Millions tune in to the news in the morning. Some want info on the weather, some turn it on for the latest news stories, and some just turn it on for noise while they attempt to get ready for work and leave on time. But I guarantee you that no one turns on the news to see a massacre play out on live TV. Today however, that’s what many people had to see.
I didn’t know the victims. In fact I don’t even live anywhere near them, but my heart aches today. My mind can’t comprehend it. I grieve for the lives that were cut short, too short.
I’m saddened by how many people go on about their lives like everything is normal…a image of the fact that senseless shootings are occurring more frequently. I want to shout, “did you not hear what happened?? Did you not see the pictures of those lives that were lost??” But maybe I am even more close to this story because of who the victims were.
Just yesterday, I received my degree in the mail.
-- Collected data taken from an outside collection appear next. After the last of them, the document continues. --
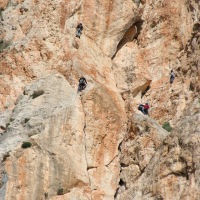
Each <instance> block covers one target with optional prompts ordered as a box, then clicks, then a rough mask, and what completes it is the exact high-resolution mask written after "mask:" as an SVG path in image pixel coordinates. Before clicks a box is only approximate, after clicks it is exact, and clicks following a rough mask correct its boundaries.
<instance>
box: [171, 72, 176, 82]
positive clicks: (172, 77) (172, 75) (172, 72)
mask: <svg viewBox="0 0 200 200" xmlns="http://www.w3.org/2000/svg"><path fill="white" fill-rule="evenodd" d="M174 79H175V74H174V72H173V70H171V73H170V84H172V83H173V82H174Z"/></svg>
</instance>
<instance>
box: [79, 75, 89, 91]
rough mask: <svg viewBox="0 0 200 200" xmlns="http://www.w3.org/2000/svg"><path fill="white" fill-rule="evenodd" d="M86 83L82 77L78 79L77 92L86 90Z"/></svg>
mask: <svg viewBox="0 0 200 200" xmlns="http://www.w3.org/2000/svg"><path fill="white" fill-rule="evenodd" d="M86 85H87V81H86V79H85V78H84V77H81V78H80V79H79V86H78V92H81V90H84V89H85V88H86Z"/></svg>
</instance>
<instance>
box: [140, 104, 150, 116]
mask: <svg viewBox="0 0 200 200" xmlns="http://www.w3.org/2000/svg"><path fill="white" fill-rule="evenodd" d="M148 109H149V104H148V103H146V104H145V105H143V104H140V105H139V106H138V110H140V111H141V112H142V113H143V114H144V115H148V114H149V113H148Z"/></svg>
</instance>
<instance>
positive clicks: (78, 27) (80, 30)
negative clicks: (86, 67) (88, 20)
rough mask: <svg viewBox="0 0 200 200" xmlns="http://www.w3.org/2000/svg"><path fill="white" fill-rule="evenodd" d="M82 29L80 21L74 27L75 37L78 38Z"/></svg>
mask: <svg viewBox="0 0 200 200" xmlns="http://www.w3.org/2000/svg"><path fill="white" fill-rule="evenodd" d="M82 30H83V25H82V23H79V24H78V26H77V27H76V37H78V38H80V37H81V34H82Z"/></svg>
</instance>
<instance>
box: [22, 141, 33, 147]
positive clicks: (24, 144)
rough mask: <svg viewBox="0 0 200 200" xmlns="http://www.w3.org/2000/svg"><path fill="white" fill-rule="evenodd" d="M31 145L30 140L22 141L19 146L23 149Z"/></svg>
mask: <svg viewBox="0 0 200 200" xmlns="http://www.w3.org/2000/svg"><path fill="white" fill-rule="evenodd" d="M31 145H32V144H31V143H30V142H23V144H22V146H21V147H22V148H23V149H27V148H29V147H31Z"/></svg>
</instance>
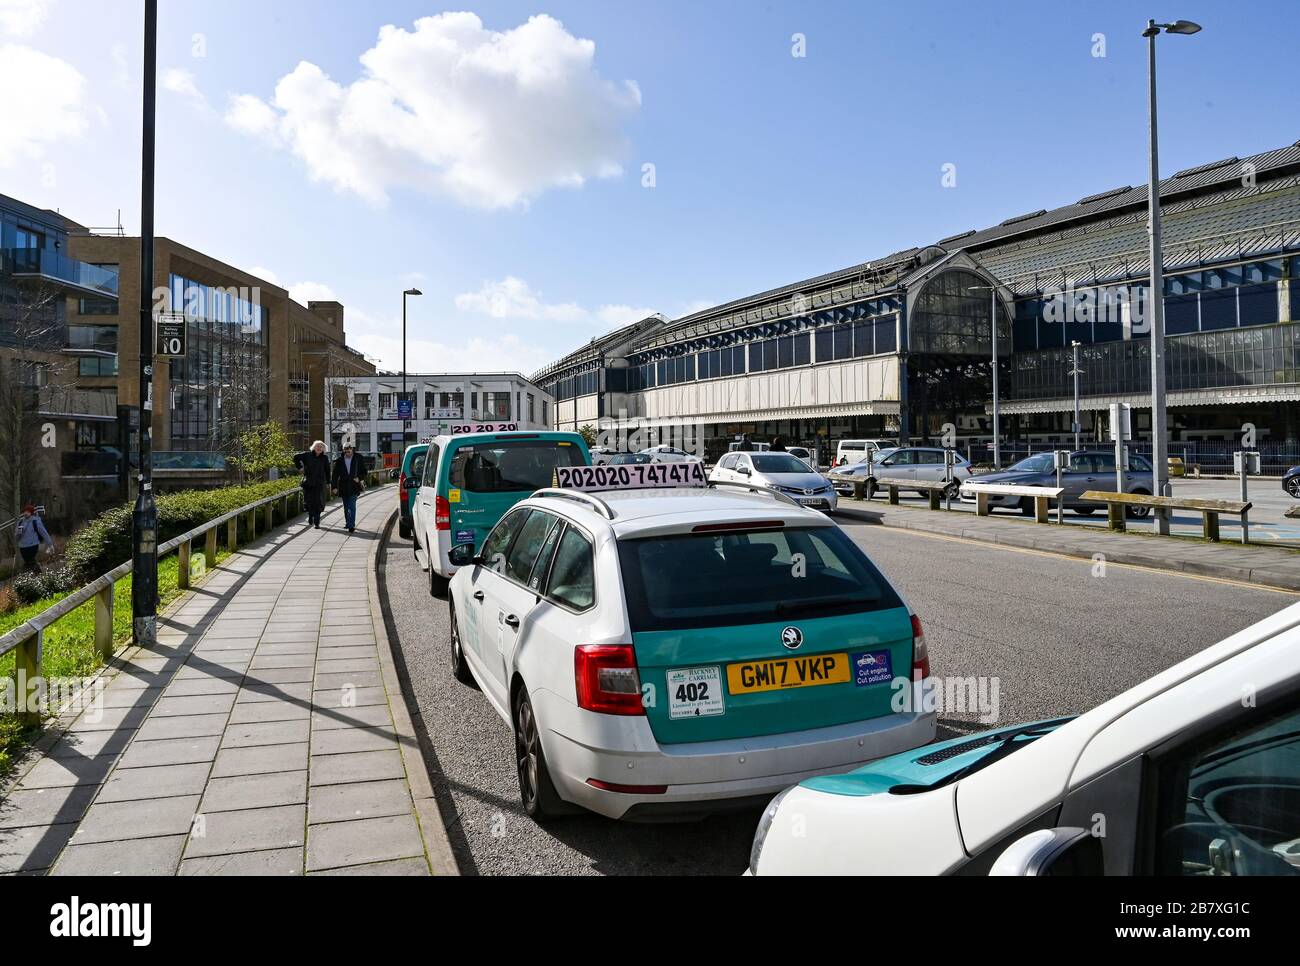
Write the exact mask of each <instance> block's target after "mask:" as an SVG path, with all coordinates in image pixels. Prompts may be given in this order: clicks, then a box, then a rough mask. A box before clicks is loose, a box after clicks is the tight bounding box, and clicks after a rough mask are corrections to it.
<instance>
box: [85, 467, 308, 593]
mask: <svg viewBox="0 0 1300 966" xmlns="http://www.w3.org/2000/svg"><path fill="white" fill-rule="evenodd" d="M296 486H298V478H296V477H289V478H283V480H270V481H269V482H260V484H250V485H247V486H222V488H220V489H216V490H181V491H178V493H162V494H159V497H157V510H159V533H157V541H159V543H165V542H166V541H169V540H172V538H173V537H179V536H181V534H182V533H185V532H187V530H192V529H194V528H195V527H199V525H200V524H204V523H207V521H208V520H214V519H216V517H218V516H221V515H222V514H229V512H230V511H231V510H238V508H239V507H242V506H246V504H247V503H252V502H255V501H259V499H261V498H263V497H270V495H274V494H277V493H283V491H286V490H292V489H295V488H296ZM130 558H131V507H130V506H129V504H122V506H118V507H113V508H112V510H105V511H104V512H103V514H100V515H99V516H96V517H95V519H94V520H91V521H90V523H87V524H86V525H85V527H82V528H81V529H79V530H77V533H74V534H73V536H72V537H70V538H69V540H68V545H66V546H65V547H64V560H65V562H66V564H68V567H69V568H70V571H72V573H73V575H74V580H75V584H74V585H79V584H85V582H87V581H91V580H94V579H95V577H98V576H100V575H101V573H107V572H108V571H110V569H113V568H114V567H116V566H117V564H120V563H125V562H126V560H129V559H130Z"/></svg>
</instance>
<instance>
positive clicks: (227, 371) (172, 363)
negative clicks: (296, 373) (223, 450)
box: [169, 274, 270, 451]
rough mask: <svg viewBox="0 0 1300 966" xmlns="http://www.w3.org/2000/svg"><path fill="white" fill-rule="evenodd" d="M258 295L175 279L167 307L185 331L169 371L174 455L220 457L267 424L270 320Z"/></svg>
mask: <svg viewBox="0 0 1300 966" xmlns="http://www.w3.org/2000/svg"><path fill="white" fill-rule="evenodd" d="M255 294H256V293H255V291H253V290H251V289H237V287H234V286H229V287H224V286H214V285H207V283H204V282H199V281H195V280H191V278H185V277H182V276H178V274H172V277H170V307H172V309H173V311H178V312H185V316H186V320H187V329H188V333H187V338H188V347H187V354H186V356H185V359H173V360H172V364H170V384H172V398H170V400H169V411H170V438H172V449H173V450H181V451H187V450H221V449H225V447H226V446H227V445H229V443H230V442H231V441H233V439H234V438H235V437H237V436H238V434H239V433H242V432H244V430H246V429H248V428H250V426H253V425H257V424H259V423H264V421H265V420H266V419H268V411H269V406H268V389H269V382H270V358H269V347H268V313H266V309H265V308H263V307H261V304H259V302H257V299H256V298H255Z"/></svg>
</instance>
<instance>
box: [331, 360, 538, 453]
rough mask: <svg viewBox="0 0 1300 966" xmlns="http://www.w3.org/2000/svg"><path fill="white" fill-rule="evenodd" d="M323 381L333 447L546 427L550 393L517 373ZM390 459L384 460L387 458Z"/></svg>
mask: <svg viewBox="0 0 1300 966" xmlns="http://www.w3.org/2000/svg"><path fill="white" fill-rule="evenodd" d="M402 385H403V376H402V373H380V374H377V376H363V377H346V378H331V380H328V387H326V400H328V403H326V413H325V424H326V432H328V433H329V439H326V442H328V443H329V446H330V449H331V451H334V452H337V451H338V450H339V449H342V445H343V442H344V439H351V441H354V445H355V446H356V447H357V449H359V450H360V451H361V452H367V454H372V455H376V456H380V458H382V456H394V455H398V454H400V452H402V451H403V449H404V447H406V445H404V442H403V416H404V415H407V413H408V415H409V417H408V419H406V433H407V438H408V439H409V441H411V442H426V441H429V439H432V438H433V437H435V436H441V434H445V433H474V432H494V430H495V432H506V430H512V429H546V428H549V425H550V423H551V421H552V419H554V406H555V399H554V397H551V395H550V394H549V393H545V391H543V390H541V389H538V387H537V386H536V385H534V384H532V382H529V381H528V380H526V378H525V377H524V376H521V374H520V373H517V372H491V373H463V372H456V373H439V374H420V373H407V374H406V393H404V394H403V390H402ZM389 462H391V460H389Z"/></svg>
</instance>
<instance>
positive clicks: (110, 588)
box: [95, 581, 114, 660]
mask: <svg viewBox="0 0 1300 966" xmlns="http://www.w3.org/2000/svg"><path fill="white" fill-rule="evenodd" d="M113 590H114V585H113V582H112V581H110V582H109V585H108V586H107V588H104V589H103V590H100V592H98V593H96V594H95V650H96V651H99V654H100V657H103V658H104V660H108V659H109V658H110V657H113Z"/></svg>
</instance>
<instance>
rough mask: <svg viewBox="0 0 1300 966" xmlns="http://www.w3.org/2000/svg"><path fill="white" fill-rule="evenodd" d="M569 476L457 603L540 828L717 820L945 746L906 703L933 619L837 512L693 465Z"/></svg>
mask: <svg viewBox="0 0 1300 966" xmlns="http://www.w3.org/2000/svg"><path fill="white" fill-rule="evenodd" d="M555 476H556V482H558V484H559V485H558V486H555V488H552V489H543V490H539V491H537V493H536V494H533V495H532V497H530V498H529V499H526V501H523V502H521V503H519V504H517V506H516V507H513V508H512V510H511V511H510V512H508V514H507V515H506V516H504V517H502V520H500V523H498V524H497V527H495V528H494V529H493V530H491V533H490V534H489V536H487V538H486V540H485V541H484V543H482V545H481V547H480V549H478V551H477V553H474V550H473V547H471V546H465V547H464V549H460V547H458V549H456V551H454V553H455V554H458V559H455V560H454V563H455V564H456V567H458V568H459V569H458V571H456V575H455V577H452V580H451V585H450V594H448V598H450V601H448V602H450V608H451V612H450V618H451V620H450V628H451V631H450V637H451V640H450V653H451V664H452V671H454V672H455V675H456V677H458V679H460V680H461V681H465V683H471V681H477V684H478V685H480V686H481V689H482V693H484V696H485V697H486V699H487V701H489V702H490V703H491V705H493V706H494V707H495V709H497V711H498V714H500V716H502V718H503V719H504V720H506V722H507V723H510V725H511V727H512V728H513V732H515V742H516V761H517V762H519V788H520V797H521V800H523V803H524V807H525V810H526V811H528V814H529V815H532V816H534V818H536V819H545V818H549V816H551V815H555V814H559V813H563V811H567V810H571V807H572V806H575V805H576V806H582V807H586V809H590V810H593V811H597V813H599V814H602V815H607V816H610V818H629V819H630V818H654V816H658V815H662V814H672V815H676V816H681V815H688V816H689V815H693V814H705V813H707V811H712V810H718V809H724V807H735V806H736V805H738V803H754V802H755V801H757V802H761V801H764V800H766V798H767V797H770V796H771V794H772V793H775V792H777V790H780V789H783V788H787V787H789V785H790V784H793V783H796V781H800V780H801V779H802V777H806V776H809V775H814V774H824V772H835V771H846V770H850V768H853V767H857V766H858V764H861V763H863V762H867V761H871V759H875V758H880V757H883V755H891V754H896V753H898V751H904V750H906V749H913V748H917V746H919V745H924V744H926V742H928V741H931V740H932V738H933V736H935V715H933V712H932V711H924V710H917V711H911V710H896V707H897V706H898V702H896V701H894V696H896V694H897V693H898V692H900V690H901V689H909V688H914V686H917V685H918V684H922V686H924V679H926V677H927V676H928V675H930V662H928V657H927V653H926V642H924V637H923V636H922V629H920V621H919V620H918V618H917V615H915V614H913V612H911V610H910V608H909V607H907V605H906V603H905V602H904V599H902V597H901V595H900V594H898V592H897V590H896V589H894V588H893V586H892V585H891V582H889V581H888V580H887V579H885V577H884V576H883V575H881V573H880V571H879V569H876V567H875V566H874V564H872V563H871V560H870V559H868V558H867V556H866V554H863V551H862V550H861V549H859V547H858V546H857V545H855V543H854V542H853V541H852V540H850V538H849V537H848V536H846V534H845V533H844V532H842V530H841V529H840V528H839V527H836V525H835V523H832V521H831V520H828V519H827V517H826V516H824V515H823V514H820V512H816V511H814V510H807V508H803V507H801V506H800V504H798V503H796V502H794V501H792V499H789V498H787V497H784V495H783V494H779V493H774V491H771V490H766V489H763V488H759V486H749V485H738V484H710V482H708V481H707V480H706V478H705V473H703V469H702V468H701V465H699V464H698V463H693V462H692V463H650V464H620V465H610V467H558V468H556V471H555ZM909 707H910V705H909Z"/></svg>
My degree that would allow me to easily become a broadcast news reporter. I’ve been behind the scenes of live TV shots, I’ve learned how to be a broadcast news journalist, just like these victims. When did a morning news anchor become someone who had to watch their back?
Every day I come to another realization of how much this world needs Jesus. While part of me wants to shrink away from my possible career and hide, the other part of me is bursting with pride at how much these two victims accomplished and how much they have impacted not only their news family and fans but now people all around the world.
People are hard on journalists. We’re told all the time that it’s a dying profession. That journalist don’t tell facts but only search for ways to increase audience numbers. That we are one sided and not truthful. You can tell me all you want that journalism as a profession is dying..but it looks like the only thing that’s dying is the innocent journalists themselves.
What will this mean for journalism? I’m not sure. At the moment I can’t see past the sadness and the grief. While I want to sit and think, this could have easily been me…I’m so thankful it wasn’t. And I know God has a plan for my life just like he had a plan for these victims.
God be near. We need you more than anything.